Too important to fail: addressing the humanitarian financing gap
High-Level Panel on Humanitarian Financing: Report to the Secretary-General
The UN Secretary-General has appointed a nineperson group of experts (“the panel”) to work on finding solutions about the widening humanitarian financial gap. The panel conducted hundreds of interviews with all parts of the humanitarian ecosystem, including meetings with affected people in ongoing crises.
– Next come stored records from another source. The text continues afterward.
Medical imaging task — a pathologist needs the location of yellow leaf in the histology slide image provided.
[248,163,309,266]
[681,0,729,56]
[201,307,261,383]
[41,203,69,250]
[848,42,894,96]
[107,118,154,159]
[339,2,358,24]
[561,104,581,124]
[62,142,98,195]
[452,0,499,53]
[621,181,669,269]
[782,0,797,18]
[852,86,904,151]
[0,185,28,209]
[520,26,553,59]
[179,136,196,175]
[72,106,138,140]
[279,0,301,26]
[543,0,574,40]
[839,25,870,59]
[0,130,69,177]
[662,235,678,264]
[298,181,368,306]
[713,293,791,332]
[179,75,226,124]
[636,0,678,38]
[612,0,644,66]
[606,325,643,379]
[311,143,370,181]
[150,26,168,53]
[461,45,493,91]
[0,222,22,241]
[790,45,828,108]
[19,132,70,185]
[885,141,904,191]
The panel identified and examined three important and interdependent aspects of the humanitarian financing challenge: reducing the needs, mobilising additional funds through either traditional or innovative mechanisms, and improving the efficiency of humanitarian assistance.
Among its recommendations are: (i) Reclassify the eligibility criteria of the World Bank’s International Development Association (IDA), so that funding follows people in need and not countries, to enlarge opportunities to MICs. (ii) Far higher proportion of official development assistance should be directed to situations of fragility and protracted emergencies, oriented towards increasing investment in disaster risk reduction and building resilience and reducing fragility. (iii) Triple the IDA’s Crisis Response Window and expand funding capacity for emergencies in other development finance institutions. (iv) Governments should voluntarily sign up to a “solidarity levy” mechanism at the WHS to fund humanitarian aid. (v) Channel Islamic social finance and other instruments to humanitarian causes. (vi) Donors and aid organisations to commit jointly to change their working practices in a Grand Bargain.